Jimi bought a bucket of diatomaceous earth and sprinkled an outline around the mattress in his room. After he finished, he gave it to Dr. Handsome and me. I sprinkled it along the metal runners of my bed frame, around the legs of the bed, and inside my newly purchased plastic mattress cover.

This was our first line of defense, like the barbed wire fence placed before a bunker. According to the smartest encyclopedia in the world, Wikipedia, diatomaceous earth kills pests through a simple process we learned about in middle school. The fine powder first incises the waxy layer which coats the exoskeleton through its abrasive properties. After this, the moisture from within the bug diffuses into the powder by way of osmosis and within a couple of days the pest is dead. This would also help with the roach problem we weren’t worried about.

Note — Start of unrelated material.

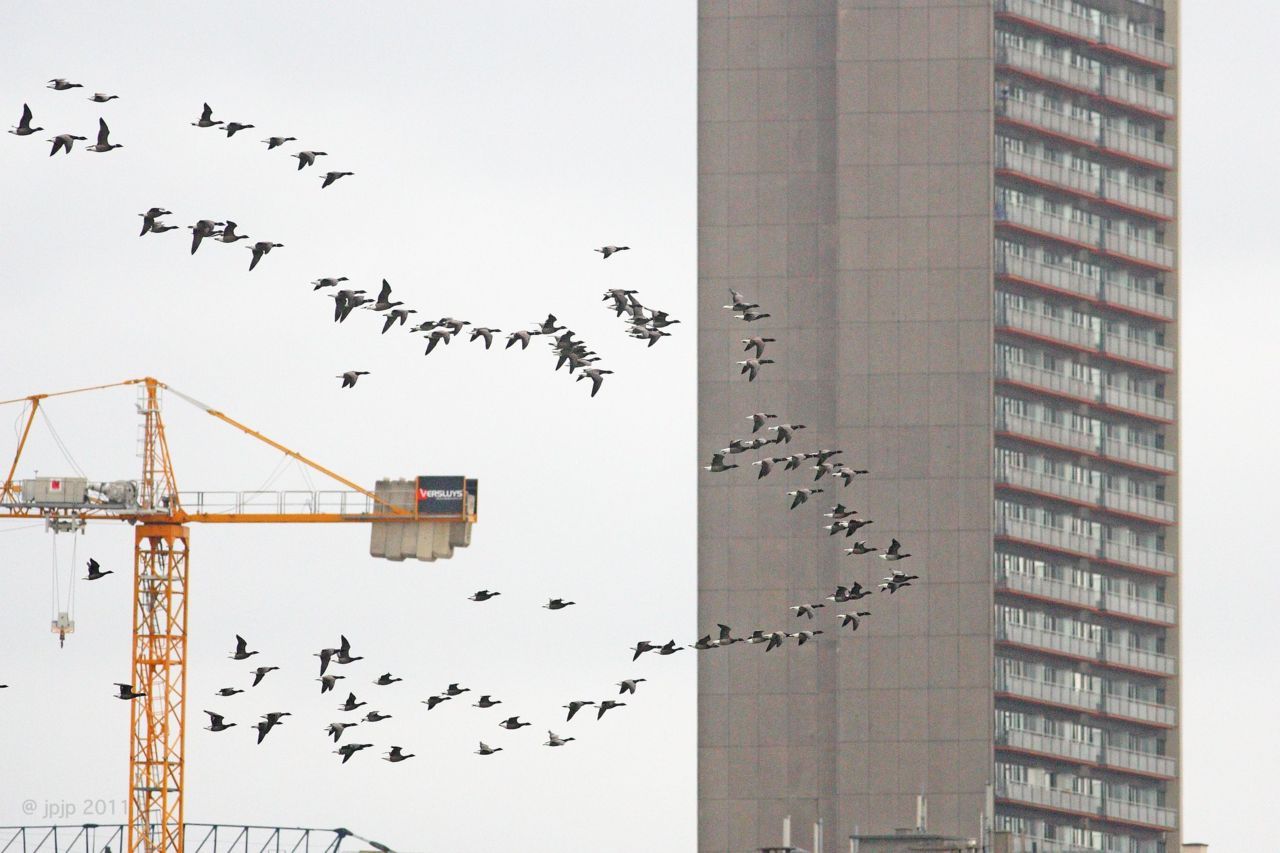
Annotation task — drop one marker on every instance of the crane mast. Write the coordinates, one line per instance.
(161, 561)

Sleepwear became our second line of defense. By now, the cold which resulted from having no heat came as a gift and a curse. On one hand, the bedbugs had an easier time tracking us down. Our body heat contrasted with the wintry drafts of our apartment and made its way to the bedbugs in the same fashion grandma’s fresh apple pie reaches your nose on Thanksgiving.

On the other hand, the apartment’s cold allowed us to sleep comfortably with more layers of clothes. These clothes we deemed our bedbug suit.

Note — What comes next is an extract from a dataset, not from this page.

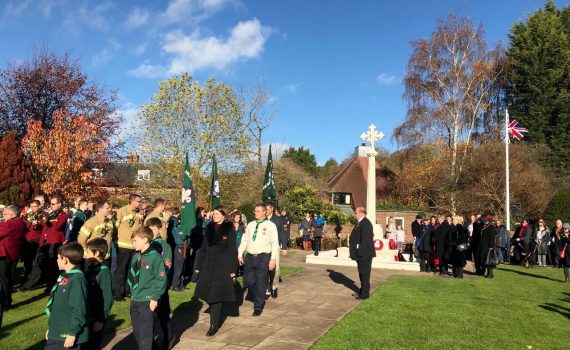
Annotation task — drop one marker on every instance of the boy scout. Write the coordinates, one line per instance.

I’d already been sleeping in a thermal shirt and sweatpants so adding more layers wasn’t a huge problem. I exchanged the thermal with a turtleneck, collar rolled up to protect my neck. Rza  would’ve been proud. Underneath the turtleneck I had a tucked-in t-shirt so I couldn’t be bitten in the lower back. Over the turtleneck I wore a hoodie, hood up over a gray, knitted beanie. I wore cotton gloves tucked into my sleeves. Each of these additions to my sleep attire came with no difficulties, but I struggled with one last piece to the suit: socks.

Sleeping with socks made me feel claustrophobic, like trying to crawl through a drain-off tube or having a snow fort collapse on top of you. After a few weeks, though, I grew to like the socks. They felt like a warm embrace from form-fitting slippers, with the added benefit of extra protection.

Our third line of defense was the most difficult of all: approaching Natalie and trying to persuade her to hire an exterminator. The research told us an exterminator would have to heat our whole building to a certain temperature which bedbugs couldn’t live in. And he’d have to come back every couple of weeks to be sure no bugs survived by hiding out in a basement crevice or the wall gaps. This would cost Natalie a lot of money, and her only motivation was to make money, not spend it, or be a good person and take care of her responsibilities—her legal obligations. She had all the money which gave her all the power.
We’d already dealt with the puzzle of getting Natalie to hire an exterminator when we discovered the cockroach infestation. She said she would make an appointment and a few days later Dr. Handsome asked whether she followed through.